Full Throttle Remastered

In every top 10 list of the most-metal-games-EVER, you’ll find Brutal Legend in there somewhere. The game offered a razor-sharp script, voice acting from Jack Black and a comprehensive check list of every trope known to the gods of metal.

However years before Brutal Legend, the same designer worked on a game which rarely, if ever bothers those same top 10 lists. Which is a tragedy, as it crushes its younger sibling like a dancing dwarf under a full scale Stonehenge trillionth.

Few games manage the cross over between rock and gaming as perfectly as the 1995 adventure Full Throttle.

The game mixes motorcycles, leather jackets and film noir sensibilities as it follows Ben, the leader of outlaw biker gang The Polecats.

Set in 2040, Full Throttle challenges players to help Ben clear his name - and that of the Polecats - after they’re framed for murdering the head of last motorcycle manufacturer Corley Motors.

Ben is aided by a mysterious mechanically-gifted woman called Maureen and a journalist called Miranda who help him clear the gang’s name and save Corley Motors from the naked ambitions of Malcolm Corley’s true assassin.

Full Throttle is one of a series of adventure games created by legendary point-and-click studio Lucasarts. They made a spectacular reputation for themselves with adventure games like Sam and Max: Hit the Road, The Secret of Monkey Island and Day of the Tentacle – games with an insane sense of humour, perfectly-pitched soundtracks and fiendish puzzles.

Development on Full Throttle was headed up by Day of the Tentacle designer and self-confessed metal-head Tim Schafer (who later went on to give the world Brutal Legend). It was the first project that allowed Schafer to share his love of rock and metal culture with the world and it’s probably the passion that he poured into Full Throttle that makes it so compelling.
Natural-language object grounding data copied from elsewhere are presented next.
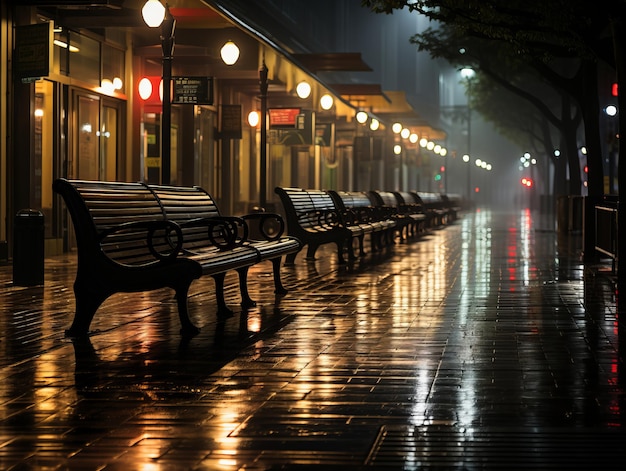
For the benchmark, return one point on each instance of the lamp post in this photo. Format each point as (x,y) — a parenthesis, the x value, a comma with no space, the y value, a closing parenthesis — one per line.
(468,73)
(155,15)
(263,123)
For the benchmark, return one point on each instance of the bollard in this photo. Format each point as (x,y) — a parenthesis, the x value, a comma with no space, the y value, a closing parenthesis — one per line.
(28,248)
Schafer’s creative skills are ably assisted by some impressive voice acting from Mark Hamill as Adrian Ripburger, Simpsons and Futurama voice actress Tress MacNeill and Kath Soucie who’s provided voices an insane array of cartoons including classics like Biker Mice from Mars, Earthworm Jim and Spawn as well as games like Kingdom Hearts, Baldur’s Gate II and Tomb Raider.

The game is a triumph of pacing but what really sells it is the impressive intro sequence that sets the gruff and rocking tone for the whole story. Helping to bring this to life in most triumphant fashion is the music from the opening sequence which is one of several tracks provided for the game by The Gone Jackals from their 1995 album Bone to Pick.
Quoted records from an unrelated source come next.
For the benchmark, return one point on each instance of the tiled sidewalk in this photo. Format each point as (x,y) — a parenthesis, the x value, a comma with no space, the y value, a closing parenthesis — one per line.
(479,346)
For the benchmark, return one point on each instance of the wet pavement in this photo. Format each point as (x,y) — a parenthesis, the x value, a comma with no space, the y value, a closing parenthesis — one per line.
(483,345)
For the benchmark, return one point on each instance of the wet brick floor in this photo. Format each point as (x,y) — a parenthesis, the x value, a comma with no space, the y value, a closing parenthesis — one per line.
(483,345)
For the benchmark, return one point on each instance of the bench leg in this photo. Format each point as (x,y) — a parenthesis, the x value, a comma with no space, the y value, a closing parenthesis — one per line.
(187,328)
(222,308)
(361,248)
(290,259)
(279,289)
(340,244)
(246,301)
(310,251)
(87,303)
Full Throttle was actually pretty groundbreaking for Lucasarts as it was probably the first games that they created that used licensed music in the soundtrack – a pretty forward-thinking effort for 1995.
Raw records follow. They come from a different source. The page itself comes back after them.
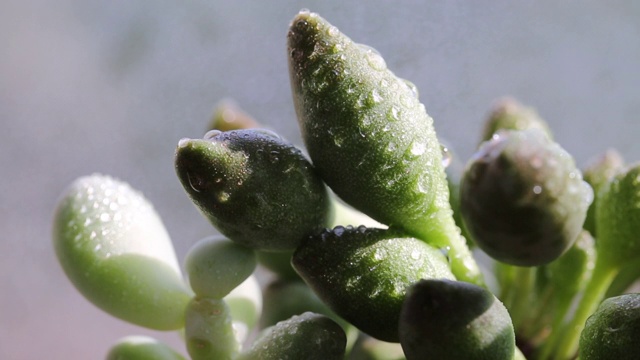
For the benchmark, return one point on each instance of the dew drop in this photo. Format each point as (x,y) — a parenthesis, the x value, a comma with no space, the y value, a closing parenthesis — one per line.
(446,156)
(380,254)
(274,156)
(337,140)
(376,61)
(223,196)
(412,87)
(391,146)
(418,148)
(212,134)
(394,114)
(194,182)
(375,97)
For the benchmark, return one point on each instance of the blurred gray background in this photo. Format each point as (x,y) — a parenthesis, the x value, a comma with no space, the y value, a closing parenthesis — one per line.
(111,86)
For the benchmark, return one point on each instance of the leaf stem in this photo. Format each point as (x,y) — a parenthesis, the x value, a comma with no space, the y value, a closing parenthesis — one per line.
(602,276)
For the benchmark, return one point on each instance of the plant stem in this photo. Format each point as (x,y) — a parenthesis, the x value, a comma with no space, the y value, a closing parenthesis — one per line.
(602,276)
(522,300)
(561,308)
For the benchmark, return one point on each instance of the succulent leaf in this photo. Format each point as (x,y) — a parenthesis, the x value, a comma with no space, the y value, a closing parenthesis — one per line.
(215,266)
(509,114)
(363,274)
(307,336)
(209,331)
(142,348)
(443,319)
(618,219)
(254,187)
(613,330)
(114,248)
(523,199)
(370,138)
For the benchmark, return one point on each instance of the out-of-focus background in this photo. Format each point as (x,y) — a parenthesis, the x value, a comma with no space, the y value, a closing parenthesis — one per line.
(111,86)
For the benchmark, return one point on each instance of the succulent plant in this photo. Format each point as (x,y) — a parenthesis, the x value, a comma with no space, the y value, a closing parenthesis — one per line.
(359,243)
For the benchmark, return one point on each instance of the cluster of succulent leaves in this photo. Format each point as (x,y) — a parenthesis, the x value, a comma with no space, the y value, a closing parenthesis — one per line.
(391,274)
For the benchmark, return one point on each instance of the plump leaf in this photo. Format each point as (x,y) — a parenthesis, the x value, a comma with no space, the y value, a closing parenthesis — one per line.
(114,248)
The game was almost lost in time thanks to the decline of point-and-click adventures (and the rise of Doom-era first person shooters) but Tim Schafer’s own studio, Doublefine, has been slowly reviving his classic Lucasarts games with permission from new owners Disney. Day of the Tentacle and Grim Fandango are already available in remastered form on PC, PS4 and PS Vita. Full Throttle is getting the same treatment with a proposed 2017 release which is good news because Full Throttle is pure heavy metal gold. If you’re a metal fan and a gamer, you need Full Throttle in your life.